Eskic predicted price escalation on homes in Utah will continue to ease as rates rise further but are unlikely to start dropping, given the state’s steadily growing population and sharp rebound in its job markets.
“I don’t want to say they’re crashing,” he said, “but they’re slowing dramatically.”
A national study indicates that Ogden in Weber County was among the first 12 U.S. cities in June to start seeing what researchers call price premiums on homes begin to decline, along with other Western cities such as Boise, Denver, Portland, Seattle, San Francisco and Los Angeles.
“Premium declines are an early warning sign that prices are leveling off and likely on the way back down,” said Ken Johnson, a real estate economist at Florida Atlantic University. “We will look back at this point as the starting gun for the downslope in our next housing cycle.”
Squeezing renters and slowing construction
This all affects Utah’s renters, too, in a big way.

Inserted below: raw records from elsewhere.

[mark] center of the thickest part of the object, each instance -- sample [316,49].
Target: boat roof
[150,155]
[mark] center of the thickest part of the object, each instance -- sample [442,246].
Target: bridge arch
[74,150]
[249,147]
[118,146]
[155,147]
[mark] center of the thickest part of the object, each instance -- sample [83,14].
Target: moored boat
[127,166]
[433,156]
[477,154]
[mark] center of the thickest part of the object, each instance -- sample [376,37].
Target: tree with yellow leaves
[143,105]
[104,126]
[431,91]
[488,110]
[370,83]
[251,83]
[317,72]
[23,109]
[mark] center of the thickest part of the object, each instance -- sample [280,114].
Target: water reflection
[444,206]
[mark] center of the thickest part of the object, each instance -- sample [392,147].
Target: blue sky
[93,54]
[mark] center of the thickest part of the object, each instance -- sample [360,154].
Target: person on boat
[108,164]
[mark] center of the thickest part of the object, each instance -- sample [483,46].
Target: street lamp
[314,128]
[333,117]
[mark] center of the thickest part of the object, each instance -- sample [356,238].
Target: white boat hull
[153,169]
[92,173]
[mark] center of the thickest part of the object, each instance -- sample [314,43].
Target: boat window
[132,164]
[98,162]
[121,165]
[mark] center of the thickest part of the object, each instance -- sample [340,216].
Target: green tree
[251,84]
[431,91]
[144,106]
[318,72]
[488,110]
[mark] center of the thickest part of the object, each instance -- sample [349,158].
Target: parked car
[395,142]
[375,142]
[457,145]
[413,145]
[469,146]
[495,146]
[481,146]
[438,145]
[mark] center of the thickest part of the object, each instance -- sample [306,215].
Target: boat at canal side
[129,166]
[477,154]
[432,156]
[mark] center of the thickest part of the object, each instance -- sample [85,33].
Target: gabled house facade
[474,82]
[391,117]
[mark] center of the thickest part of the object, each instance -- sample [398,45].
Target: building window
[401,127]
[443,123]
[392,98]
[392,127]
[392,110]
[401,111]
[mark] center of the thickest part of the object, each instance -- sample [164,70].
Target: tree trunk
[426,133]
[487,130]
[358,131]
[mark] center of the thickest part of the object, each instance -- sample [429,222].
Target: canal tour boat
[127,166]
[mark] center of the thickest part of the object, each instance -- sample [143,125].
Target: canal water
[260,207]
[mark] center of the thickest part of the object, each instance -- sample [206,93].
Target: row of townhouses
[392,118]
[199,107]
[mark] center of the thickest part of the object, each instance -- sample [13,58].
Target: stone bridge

Buyers are being sidelined from for-sale markets because they can’t qualify for a loan or afford a prospective monthly mortgage that has jumped by $1,200 or more in a matter of months, forcing many of them to keep renting.
That, along with other pandemic-related factors such as in-migration and inflated building costs, puts upward pressure on rental demand and rents are spiking as a result, even as thousands of new apartments are being built in Salt Lake City and across Utah.
Zumper, the online apartment rental site, reported earlier this week that monthly rents on two-bedroom unit in Salt Lake City were up 17% from this time last year, at $1,590, with one-bedroom flats at $1,260 per month. That ranks Utah’s capital as the 55th most-expensive rental market in the nation, according to Zumper’s latest report.
These trends are also likely to have a mixed effect on new-home construction, experts said. A recent report showed Utah leads the nation in new for-sale homes and rentals as homebuilders scramble to catch up with an estimated housing shortage of between 30,000 and 45,000 units statewide.
But Eskic said some builders could start backing off as they see prospective buyers leave the market and demand softens even more. “So it’s a bit like Whac-A-Mole,” he said. “You benefit one group but then someone else gets hurt.”